How to find a common suffix in two strings?

2023-01-20 00:16 问答作者：

I'm trying to implement something that finds the common suffix between a number of strings, for the sake of illustrations, consider the following:

"The quick brown fox"
"The not so quick brown fox"
"The smelly brown fox"
"The vicious brown fox"

To a human, it's hopefully obvious that the common suffix here is " brown fox", and my naive implementation currently takes the first pair of strings, converts them both to char arrays, and then iterates over these until a character is found to be different, I then create a new string from this, and crop it to the length, reverse it back to the correct order, and return that. I then repeat using the result from the first string with the next string in the list.

Whilst this is loosely O(N), performance of this isn't as good as I'd like, and I wondered before I spend a long time buried in the profiler if I'd missed a quicker way to do this within the .NET framework?

EDIT: Taking out the double reverses (which then means we don't need to convert to char arrays) gives pretty good performance, for the record, my implementation looks a little like:

    private string GetCommonSuffix(string[] 开发者_运维知识库lines)
    {
        int lineCount = lines.GetLength(0);

        string currentSuffix = lines[0];
        int currentSuffixLength = currentSuffix.Length;
        for (int i = 1; i < lineCount; i++)
        {
            string thisLine = lines[i];
            if (!thisLine.EndsWith(currentSuffix))
            {
                int thisLineLength = thisLine.Length;
                int maxPossible = thisLineLength < currentSuffixLength ? thisLineLength : currentSuffixLength;

                if (maxPossible == 0)
                {
                    return string.Empty;
                }

                for (int j = 1; j < maxPossible; j++)
                {
                    if( currentSuffix[ currentSuffixLength - j ] != thisLine[ thisLineLength - j ] )
                    {
                        currentSuffix = currentSuffix.Substring(currentSuffixLength - j + 1, j - 1);
                        currentSuffixLength = j - 1;
                        break;
                    }
                }
            }
        }

        return currentSuffix;
    }

Well, to start with you don't need to convert the strings into char arrays. You can use indexers into the strings to fetch individual characters.

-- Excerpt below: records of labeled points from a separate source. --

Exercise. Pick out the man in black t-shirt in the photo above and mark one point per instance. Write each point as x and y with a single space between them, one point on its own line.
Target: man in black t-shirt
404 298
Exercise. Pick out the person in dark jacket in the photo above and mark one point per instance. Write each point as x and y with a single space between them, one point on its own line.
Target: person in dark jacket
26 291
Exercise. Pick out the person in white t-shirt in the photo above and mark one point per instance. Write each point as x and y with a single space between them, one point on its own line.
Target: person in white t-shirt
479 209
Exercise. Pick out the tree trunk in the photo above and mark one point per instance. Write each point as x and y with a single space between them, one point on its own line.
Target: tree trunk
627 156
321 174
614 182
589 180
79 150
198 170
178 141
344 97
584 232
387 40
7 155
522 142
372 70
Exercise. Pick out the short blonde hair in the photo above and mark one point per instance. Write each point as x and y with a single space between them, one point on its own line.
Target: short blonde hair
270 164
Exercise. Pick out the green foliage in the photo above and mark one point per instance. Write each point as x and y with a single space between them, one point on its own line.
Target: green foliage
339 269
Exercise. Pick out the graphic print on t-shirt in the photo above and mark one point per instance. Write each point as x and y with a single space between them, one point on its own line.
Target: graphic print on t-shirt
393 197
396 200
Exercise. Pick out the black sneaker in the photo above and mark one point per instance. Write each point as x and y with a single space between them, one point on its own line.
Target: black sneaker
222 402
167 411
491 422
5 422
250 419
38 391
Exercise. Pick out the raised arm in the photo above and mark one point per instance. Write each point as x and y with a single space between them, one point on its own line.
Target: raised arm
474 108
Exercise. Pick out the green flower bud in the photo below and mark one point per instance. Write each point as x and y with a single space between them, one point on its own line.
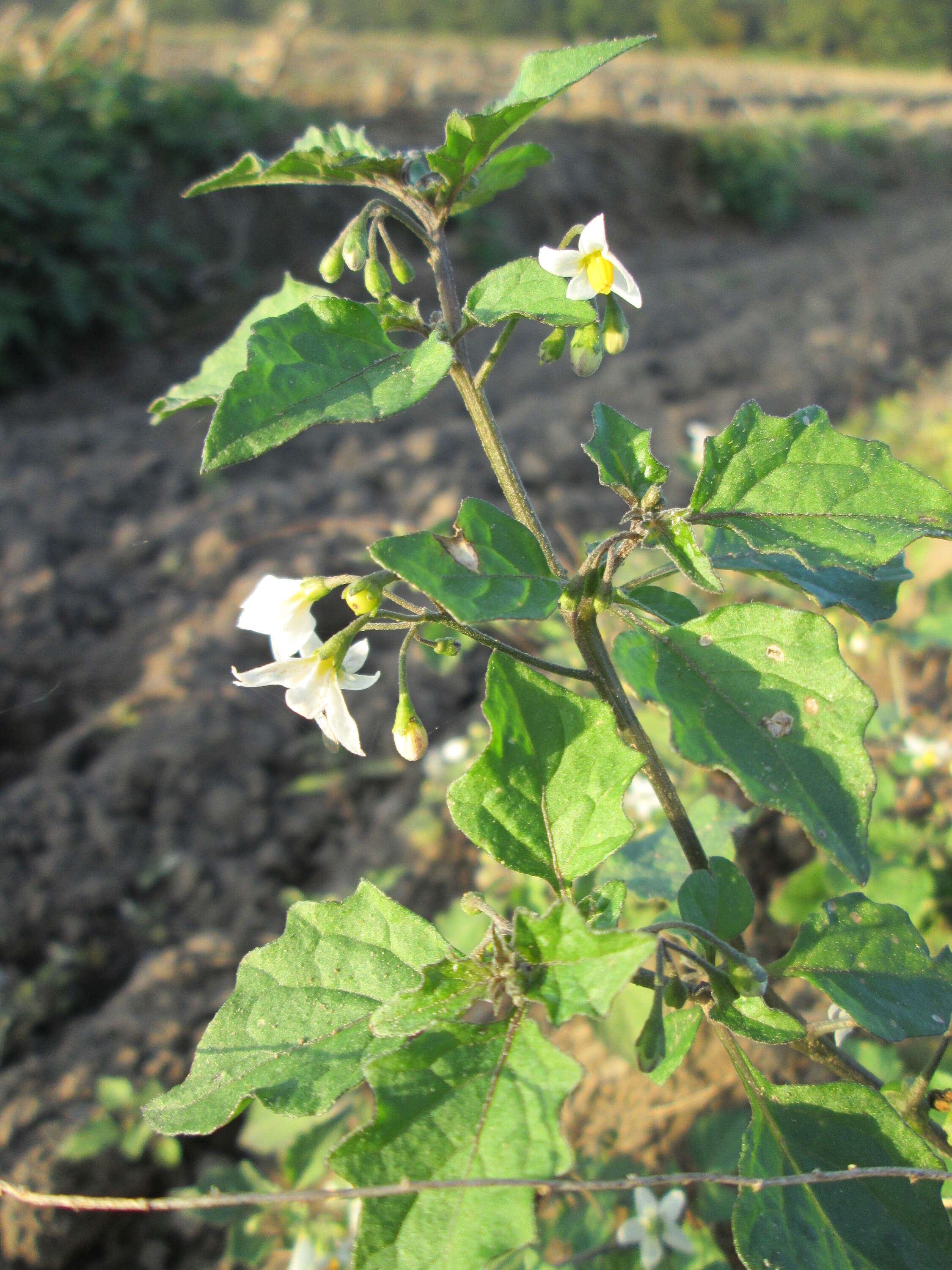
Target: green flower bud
553 347
332 265
353 247
586 350
447 647
400 267
650 1048
676 995
615 327
409 734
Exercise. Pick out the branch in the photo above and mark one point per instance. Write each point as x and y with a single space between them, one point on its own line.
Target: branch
544 1185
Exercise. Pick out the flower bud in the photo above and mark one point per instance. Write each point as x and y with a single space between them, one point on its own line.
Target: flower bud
400 267
409 734
447 647
353 246
615 327
376 279
332 265
553 347
586 350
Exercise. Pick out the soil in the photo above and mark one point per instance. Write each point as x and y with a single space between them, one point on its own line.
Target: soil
150 837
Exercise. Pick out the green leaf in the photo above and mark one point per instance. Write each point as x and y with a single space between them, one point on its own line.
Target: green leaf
871 596
581 969
754 1019
861 1225
677 540
622 454
799 487
545 798
220 367
471 139
721 901
507 168
295 1033
874 963
337 157
328 361
763 694
668 605
492 569
523 289
447 991
680 1032
653 865
457 1103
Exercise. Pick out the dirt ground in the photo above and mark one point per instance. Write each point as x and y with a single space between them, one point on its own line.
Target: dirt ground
149 837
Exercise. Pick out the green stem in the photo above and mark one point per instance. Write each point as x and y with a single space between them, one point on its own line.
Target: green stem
495 352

It's probably worth thinking of it as a number rather than a string... each pairwise comparison will give you a maximal value, and the final number (the size of the suffix) is the minimum of those maxima.

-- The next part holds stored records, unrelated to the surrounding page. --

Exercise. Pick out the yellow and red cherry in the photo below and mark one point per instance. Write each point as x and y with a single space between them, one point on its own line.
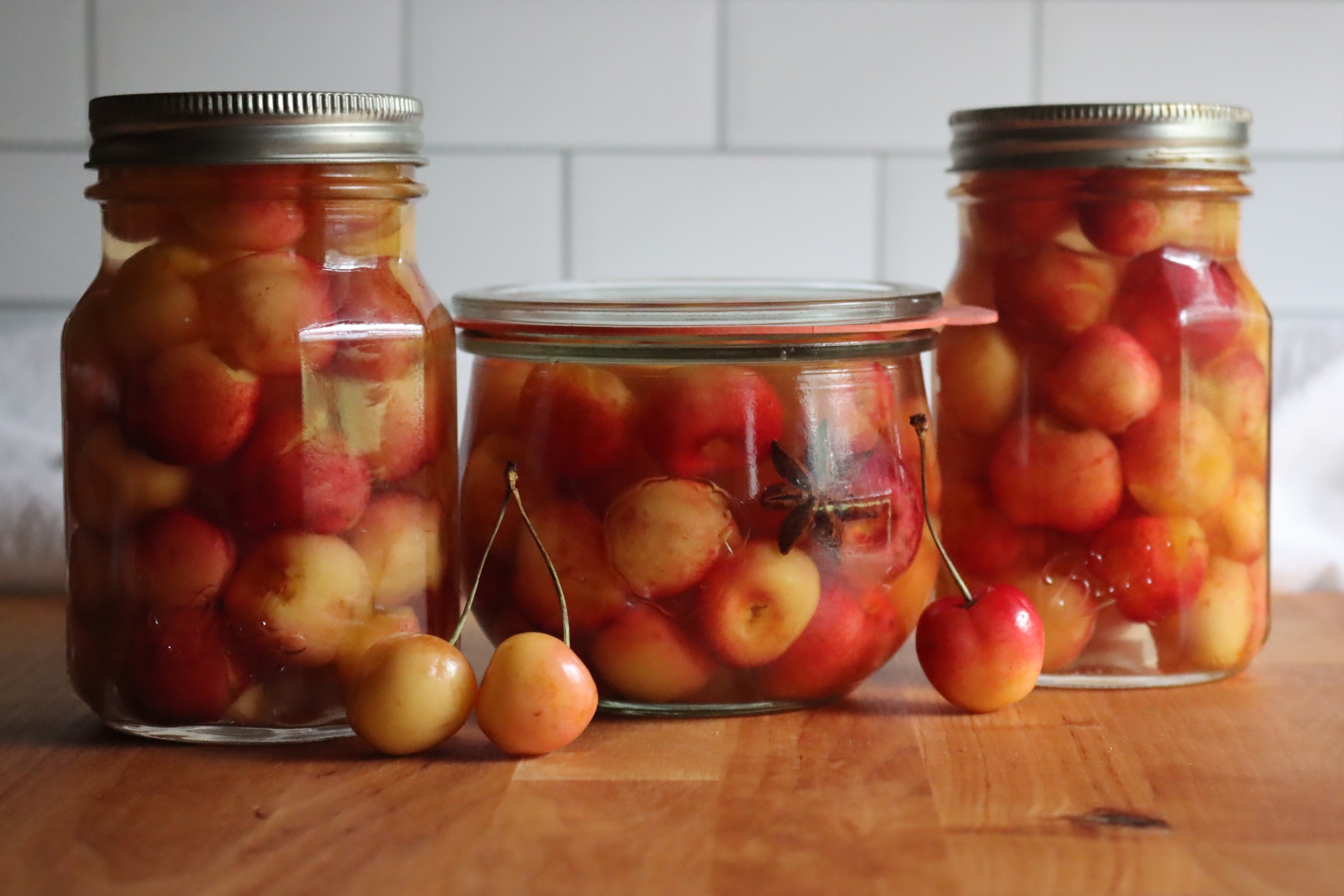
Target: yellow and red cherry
537 695
410 692
981 651
1179 301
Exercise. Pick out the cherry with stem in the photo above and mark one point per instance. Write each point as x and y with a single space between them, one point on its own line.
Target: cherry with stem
981 651
537 695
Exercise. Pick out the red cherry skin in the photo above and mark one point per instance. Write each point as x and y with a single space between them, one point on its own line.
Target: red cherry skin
984 656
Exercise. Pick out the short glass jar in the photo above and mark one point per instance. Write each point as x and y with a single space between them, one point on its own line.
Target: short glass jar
722 474
1105 444
258 396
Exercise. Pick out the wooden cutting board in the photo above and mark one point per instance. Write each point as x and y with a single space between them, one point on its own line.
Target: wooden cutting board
1233 788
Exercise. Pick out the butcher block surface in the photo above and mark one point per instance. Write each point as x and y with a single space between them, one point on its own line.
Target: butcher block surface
1232 788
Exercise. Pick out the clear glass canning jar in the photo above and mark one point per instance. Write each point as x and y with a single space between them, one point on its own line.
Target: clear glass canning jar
721 472
258 394
1105 444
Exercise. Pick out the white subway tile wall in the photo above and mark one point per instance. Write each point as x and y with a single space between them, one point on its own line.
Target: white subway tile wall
43 79
724 216
602 137
652 137
246 45
49 232
546 73
870 73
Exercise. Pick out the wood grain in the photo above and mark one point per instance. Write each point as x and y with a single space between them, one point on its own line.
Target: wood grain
1233 788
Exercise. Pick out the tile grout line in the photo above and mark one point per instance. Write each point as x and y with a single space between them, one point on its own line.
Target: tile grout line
1038 42
543 150
566 215
90 49
405 70
879 227
721 76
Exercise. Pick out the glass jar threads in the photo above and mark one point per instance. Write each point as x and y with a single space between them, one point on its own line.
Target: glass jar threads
258 414
721 472
1105 444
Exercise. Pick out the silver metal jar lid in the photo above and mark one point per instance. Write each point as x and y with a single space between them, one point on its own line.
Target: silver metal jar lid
253 127
1105 134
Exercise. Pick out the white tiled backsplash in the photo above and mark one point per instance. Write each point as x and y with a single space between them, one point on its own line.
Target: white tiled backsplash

So two approaches suggest themselves:

Start with 0 (always valid) and work your way up: check whether 1 is valid (i.e. all strings end with the same character) then move to 2 (by checking the penultimate character) etc
Start with infinity, then do pairwise comparisons to reduce the maximum length. Of course you don't need to do all pairwise comparisons - just a comparison of each string with the first should be fine.

Personally I'd probably go with the first approach though - it won't have as good cache coherency, but I think it'll be better in some situations (e.g. many strings, all but one of which have a long common suffix.

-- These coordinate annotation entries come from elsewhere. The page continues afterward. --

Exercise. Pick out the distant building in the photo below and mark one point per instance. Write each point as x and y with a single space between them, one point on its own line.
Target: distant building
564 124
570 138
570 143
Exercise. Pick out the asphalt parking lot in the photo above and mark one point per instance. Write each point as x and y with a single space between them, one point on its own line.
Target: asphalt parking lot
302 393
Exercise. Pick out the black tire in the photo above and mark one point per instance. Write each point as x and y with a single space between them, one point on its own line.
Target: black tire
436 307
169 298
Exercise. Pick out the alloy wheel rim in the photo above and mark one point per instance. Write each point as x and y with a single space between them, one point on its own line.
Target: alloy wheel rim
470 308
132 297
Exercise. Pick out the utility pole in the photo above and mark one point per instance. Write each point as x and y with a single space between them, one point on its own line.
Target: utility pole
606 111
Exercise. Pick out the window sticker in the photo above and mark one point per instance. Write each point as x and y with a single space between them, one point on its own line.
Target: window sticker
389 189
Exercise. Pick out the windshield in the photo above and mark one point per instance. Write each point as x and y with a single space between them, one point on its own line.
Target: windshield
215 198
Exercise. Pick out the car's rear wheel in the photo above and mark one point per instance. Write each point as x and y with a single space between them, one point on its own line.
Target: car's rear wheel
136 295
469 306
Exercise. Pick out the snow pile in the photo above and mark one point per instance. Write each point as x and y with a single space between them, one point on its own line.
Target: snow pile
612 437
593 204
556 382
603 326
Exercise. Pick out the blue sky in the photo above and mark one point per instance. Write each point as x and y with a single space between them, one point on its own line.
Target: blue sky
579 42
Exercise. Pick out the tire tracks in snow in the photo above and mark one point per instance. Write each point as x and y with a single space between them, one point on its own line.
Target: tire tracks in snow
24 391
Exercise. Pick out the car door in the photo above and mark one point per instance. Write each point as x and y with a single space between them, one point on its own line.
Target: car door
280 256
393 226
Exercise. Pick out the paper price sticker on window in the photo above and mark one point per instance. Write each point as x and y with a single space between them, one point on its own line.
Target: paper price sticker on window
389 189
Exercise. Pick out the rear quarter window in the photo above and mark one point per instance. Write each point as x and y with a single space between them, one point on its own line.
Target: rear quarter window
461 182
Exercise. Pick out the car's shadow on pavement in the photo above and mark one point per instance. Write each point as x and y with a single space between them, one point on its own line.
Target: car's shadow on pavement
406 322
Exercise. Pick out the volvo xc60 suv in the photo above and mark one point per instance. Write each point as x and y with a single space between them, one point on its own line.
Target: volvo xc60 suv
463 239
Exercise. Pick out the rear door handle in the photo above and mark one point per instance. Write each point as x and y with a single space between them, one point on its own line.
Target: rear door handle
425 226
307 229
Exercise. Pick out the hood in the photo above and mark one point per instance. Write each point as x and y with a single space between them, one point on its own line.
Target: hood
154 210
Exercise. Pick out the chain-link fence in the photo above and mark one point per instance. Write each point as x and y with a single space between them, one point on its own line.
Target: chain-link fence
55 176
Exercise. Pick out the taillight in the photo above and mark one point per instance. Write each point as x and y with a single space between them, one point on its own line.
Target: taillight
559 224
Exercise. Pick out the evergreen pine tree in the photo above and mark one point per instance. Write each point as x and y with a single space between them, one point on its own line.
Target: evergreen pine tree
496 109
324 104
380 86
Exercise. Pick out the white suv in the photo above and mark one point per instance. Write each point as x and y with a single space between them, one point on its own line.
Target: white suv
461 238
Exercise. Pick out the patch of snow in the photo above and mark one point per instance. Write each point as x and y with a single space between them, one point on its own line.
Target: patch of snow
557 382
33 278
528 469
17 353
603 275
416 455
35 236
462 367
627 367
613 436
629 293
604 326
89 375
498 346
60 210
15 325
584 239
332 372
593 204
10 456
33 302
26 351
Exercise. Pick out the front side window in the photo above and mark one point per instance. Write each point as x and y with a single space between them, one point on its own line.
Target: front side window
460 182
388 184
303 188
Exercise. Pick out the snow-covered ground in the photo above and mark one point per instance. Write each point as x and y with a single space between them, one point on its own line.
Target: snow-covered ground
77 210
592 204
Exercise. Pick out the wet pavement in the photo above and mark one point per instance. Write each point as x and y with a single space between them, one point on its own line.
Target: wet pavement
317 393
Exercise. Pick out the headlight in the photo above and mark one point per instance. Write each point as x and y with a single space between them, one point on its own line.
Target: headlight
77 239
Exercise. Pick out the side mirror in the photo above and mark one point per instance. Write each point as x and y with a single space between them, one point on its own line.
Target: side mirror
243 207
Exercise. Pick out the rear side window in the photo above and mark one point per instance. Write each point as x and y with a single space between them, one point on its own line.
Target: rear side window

(Of course, once you've got the length, getting the actual substring is very simple.)

Your approach seems OK. You could iterate over all strings, not just two at a time which would save some reverses (and a lot of time if, say, the last string had no common prefix but all the others did - you'd do a lot of work for nothing with the pair wise approach)

There's also no need to reverse the current candidate common suffix until you've completed all the comparisons.

However, you could avoid the reverses by keeping an array of indexes to where you are for each string, initialising each to the length of the string (minus 1) and work backwards from the end, iterating over all the strings.

this might be a good candidate for Memoized recursive functions given that you may be wanting to hold onto previously calculated values.

basic example: http://weblogs.asp.net/podwysocki/archive/2008/08/01/recursing-into-recursion-memoization.aspx

or: http://explodingcoder.com/blog/content/painless-caching-memoization-net

might fit, might be useless :)

继续阅读：.net string

How to find a common suffix in two strings?

更多精彩内容

精彩评论

最新问答

英雄联盟手游二周年什么时候开始?？

小米电视开机黑屏指示灯一闪一闪?？

dnf手游四维是哪四维?？

黑神话悟空ps5什么时候发售?？

结扎后输卵管复通多少钱？

问答排行榜

Escaping "<" in Perl-generated XML

微信重新建群怎么建？

imessage会显示已读吗？

太快了能不能慢一点好爽~好大~不要拔出来了？

二年级家长回音怎么写大全简短的（二年级家长回音怎么写）？